Solo squared off with the bag and landed in a few good solid punches: one, two: one, two. He tucked his elbows in and brought his hands up again, exhaling as the action grounded him, brought him some stability.  _ Elbows in, feet apart, center of gravity low. One, two. One, two.  _ The bag swung and wobbled as he landed another hit, then another, then another. He ducked, turned, hit again. One, two. One, two. 

“Your knee’s locked,” said a voice by his elbow, and he almost jumped out of his skin. Rey was standing there, her bruised little face glaring at him. “Unlock it. Crouch.”

He scowled, but did as she said, wincing at the answering ache in his knee.  _ I’m due for a cortisol shot, I think.  _ She noticed his facial expression, and her brows twitched. “Hurts,” he explained, landing two more punches and a kick for good measure.

“Injury?”

“No. I’m just old.” He clenched his jaw and struck out: one, two, three, kick. Sweat was beginning to bead on his lip and forehead. “Thirty-one.”

“Oh.” Rey watched, set down the broom, and squatted lightly, mimicking his movements: one, two, three, kick. Her leg extended almost perfectly, and he couldn’t help but feel a stab of jealousy at how fluid and natural her movement was. 

“Good, but you’re over extending. Keep your thigh hard, control it. Like so.” He raised his own leg, ignoring the protest in his supporting knee, and kicked twice:  _ whap-whap.  _

Rey did as he said and kicked the bag, balanced well. “Huh. Feels solid.”

“Yeah, well. You need all the kickboxing tips if you’re gonna fight in a cage,” he said lightly, elbowing the bag sharply and punching it again. 

“Why’re you mad? Because a girl wiped the floor with you?” She thrust out her fists and punched the bag five times in sharp succession: left-right-left-right-left, and kicked it, bouncing on the balls of her feet. 

He frowned at the bag. “No.” Another double kick, high and hard:  _ whap-whap.  _ “You don’t remember me?”

“I remember you,” Rey said, stepping back.
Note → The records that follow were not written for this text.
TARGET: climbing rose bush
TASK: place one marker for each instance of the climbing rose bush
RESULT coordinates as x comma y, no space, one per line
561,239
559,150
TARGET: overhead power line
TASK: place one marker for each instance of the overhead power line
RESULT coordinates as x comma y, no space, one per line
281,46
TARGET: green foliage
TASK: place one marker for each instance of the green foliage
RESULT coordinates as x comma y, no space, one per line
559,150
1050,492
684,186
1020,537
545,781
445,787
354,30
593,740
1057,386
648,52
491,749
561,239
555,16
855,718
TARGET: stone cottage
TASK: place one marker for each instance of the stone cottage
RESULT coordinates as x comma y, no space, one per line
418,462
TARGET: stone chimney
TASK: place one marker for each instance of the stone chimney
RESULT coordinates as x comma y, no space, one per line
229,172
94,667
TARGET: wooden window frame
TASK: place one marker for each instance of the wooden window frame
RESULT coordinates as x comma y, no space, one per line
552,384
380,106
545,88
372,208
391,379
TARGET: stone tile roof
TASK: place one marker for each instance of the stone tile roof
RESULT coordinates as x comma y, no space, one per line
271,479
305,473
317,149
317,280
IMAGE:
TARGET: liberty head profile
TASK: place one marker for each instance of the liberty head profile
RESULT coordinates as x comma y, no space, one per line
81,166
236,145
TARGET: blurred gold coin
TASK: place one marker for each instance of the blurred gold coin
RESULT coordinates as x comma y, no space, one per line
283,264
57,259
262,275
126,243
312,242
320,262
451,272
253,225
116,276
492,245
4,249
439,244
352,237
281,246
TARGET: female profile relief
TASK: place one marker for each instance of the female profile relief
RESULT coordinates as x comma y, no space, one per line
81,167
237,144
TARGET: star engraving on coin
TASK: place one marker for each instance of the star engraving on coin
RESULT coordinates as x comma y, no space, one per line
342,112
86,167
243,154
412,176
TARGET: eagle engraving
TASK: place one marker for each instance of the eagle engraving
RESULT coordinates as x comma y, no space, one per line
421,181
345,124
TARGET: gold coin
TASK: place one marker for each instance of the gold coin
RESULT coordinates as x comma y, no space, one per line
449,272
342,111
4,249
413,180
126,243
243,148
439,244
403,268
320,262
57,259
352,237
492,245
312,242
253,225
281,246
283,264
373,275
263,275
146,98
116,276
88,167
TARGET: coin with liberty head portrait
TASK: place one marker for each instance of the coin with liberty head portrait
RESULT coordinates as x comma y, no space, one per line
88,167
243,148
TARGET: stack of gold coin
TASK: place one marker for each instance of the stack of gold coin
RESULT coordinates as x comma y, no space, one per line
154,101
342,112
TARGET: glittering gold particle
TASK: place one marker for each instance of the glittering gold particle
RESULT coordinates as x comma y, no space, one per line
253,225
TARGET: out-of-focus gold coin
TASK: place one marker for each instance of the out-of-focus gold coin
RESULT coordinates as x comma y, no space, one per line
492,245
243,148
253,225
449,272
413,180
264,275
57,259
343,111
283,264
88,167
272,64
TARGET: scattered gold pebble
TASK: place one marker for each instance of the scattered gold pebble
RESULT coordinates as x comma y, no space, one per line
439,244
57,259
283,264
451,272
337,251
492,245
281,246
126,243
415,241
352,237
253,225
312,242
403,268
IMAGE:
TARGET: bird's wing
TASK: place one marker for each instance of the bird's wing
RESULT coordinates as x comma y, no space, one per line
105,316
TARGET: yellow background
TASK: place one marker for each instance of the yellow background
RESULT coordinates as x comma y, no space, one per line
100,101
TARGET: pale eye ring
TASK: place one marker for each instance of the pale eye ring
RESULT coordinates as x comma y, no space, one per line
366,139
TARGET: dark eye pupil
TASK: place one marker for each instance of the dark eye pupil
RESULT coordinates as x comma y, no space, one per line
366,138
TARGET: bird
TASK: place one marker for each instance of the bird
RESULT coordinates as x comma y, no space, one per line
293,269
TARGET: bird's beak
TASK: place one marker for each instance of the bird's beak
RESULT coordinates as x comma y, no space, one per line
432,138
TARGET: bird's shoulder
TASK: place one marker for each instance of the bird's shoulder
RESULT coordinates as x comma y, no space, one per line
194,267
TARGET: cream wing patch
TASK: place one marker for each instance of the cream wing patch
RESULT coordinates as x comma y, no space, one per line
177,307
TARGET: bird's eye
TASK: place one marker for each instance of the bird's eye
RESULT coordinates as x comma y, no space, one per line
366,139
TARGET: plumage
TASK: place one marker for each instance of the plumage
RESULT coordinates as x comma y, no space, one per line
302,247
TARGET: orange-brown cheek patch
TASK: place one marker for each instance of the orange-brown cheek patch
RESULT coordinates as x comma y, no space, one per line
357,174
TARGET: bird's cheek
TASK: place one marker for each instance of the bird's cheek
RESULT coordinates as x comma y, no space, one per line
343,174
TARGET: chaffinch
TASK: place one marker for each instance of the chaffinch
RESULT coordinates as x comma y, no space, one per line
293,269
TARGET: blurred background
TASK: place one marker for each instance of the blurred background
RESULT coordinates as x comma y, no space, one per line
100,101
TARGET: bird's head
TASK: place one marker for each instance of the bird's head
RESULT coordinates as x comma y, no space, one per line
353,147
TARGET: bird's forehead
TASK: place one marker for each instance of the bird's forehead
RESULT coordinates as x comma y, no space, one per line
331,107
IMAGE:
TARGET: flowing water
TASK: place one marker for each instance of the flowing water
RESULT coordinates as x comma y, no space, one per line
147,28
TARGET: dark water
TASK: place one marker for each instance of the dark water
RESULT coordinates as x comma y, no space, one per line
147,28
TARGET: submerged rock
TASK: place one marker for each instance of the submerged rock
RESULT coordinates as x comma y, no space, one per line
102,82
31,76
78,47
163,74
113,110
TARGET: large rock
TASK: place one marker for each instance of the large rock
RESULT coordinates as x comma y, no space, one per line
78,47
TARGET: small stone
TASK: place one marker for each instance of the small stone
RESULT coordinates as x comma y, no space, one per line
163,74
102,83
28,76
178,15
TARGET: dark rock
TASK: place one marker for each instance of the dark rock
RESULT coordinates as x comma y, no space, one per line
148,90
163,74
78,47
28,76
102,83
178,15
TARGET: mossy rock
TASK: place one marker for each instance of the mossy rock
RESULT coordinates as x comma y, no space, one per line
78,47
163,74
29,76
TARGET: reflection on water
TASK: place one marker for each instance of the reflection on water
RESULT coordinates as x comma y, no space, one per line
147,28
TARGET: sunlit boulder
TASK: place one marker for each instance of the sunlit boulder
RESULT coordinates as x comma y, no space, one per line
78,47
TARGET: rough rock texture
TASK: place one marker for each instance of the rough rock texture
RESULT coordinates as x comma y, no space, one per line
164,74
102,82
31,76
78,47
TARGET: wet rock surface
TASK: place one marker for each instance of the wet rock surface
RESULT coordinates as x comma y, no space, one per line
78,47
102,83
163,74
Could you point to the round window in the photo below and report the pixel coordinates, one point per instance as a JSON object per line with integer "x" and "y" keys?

She didn’t even seem winded. “Your uncle has, like, a million newspaper clippings of you in highschool wrestling and then when you became a boxer. Stuff from magazines. He was proud. He trained you well, and then you dumped him and went off on your own with your stupid new team.”

“I used to come here a lot,” he said, wiping his forehead with his arm. 

“Yeah. Before you turned into a dick.”

“So that challenge _was_ personal. No wonder I lost.”

She scoffed. “It wasn’t— no. I didn't even know you at first, but I recognized you the minute you stepped into the ring.”

“With my shirt off?”

“Fuck off,” she said, but her mouth was twisting like she was trying not to smile. “You know, Luke lost like eighty percent of the girls who were here taking kickboxing lessons when you left?”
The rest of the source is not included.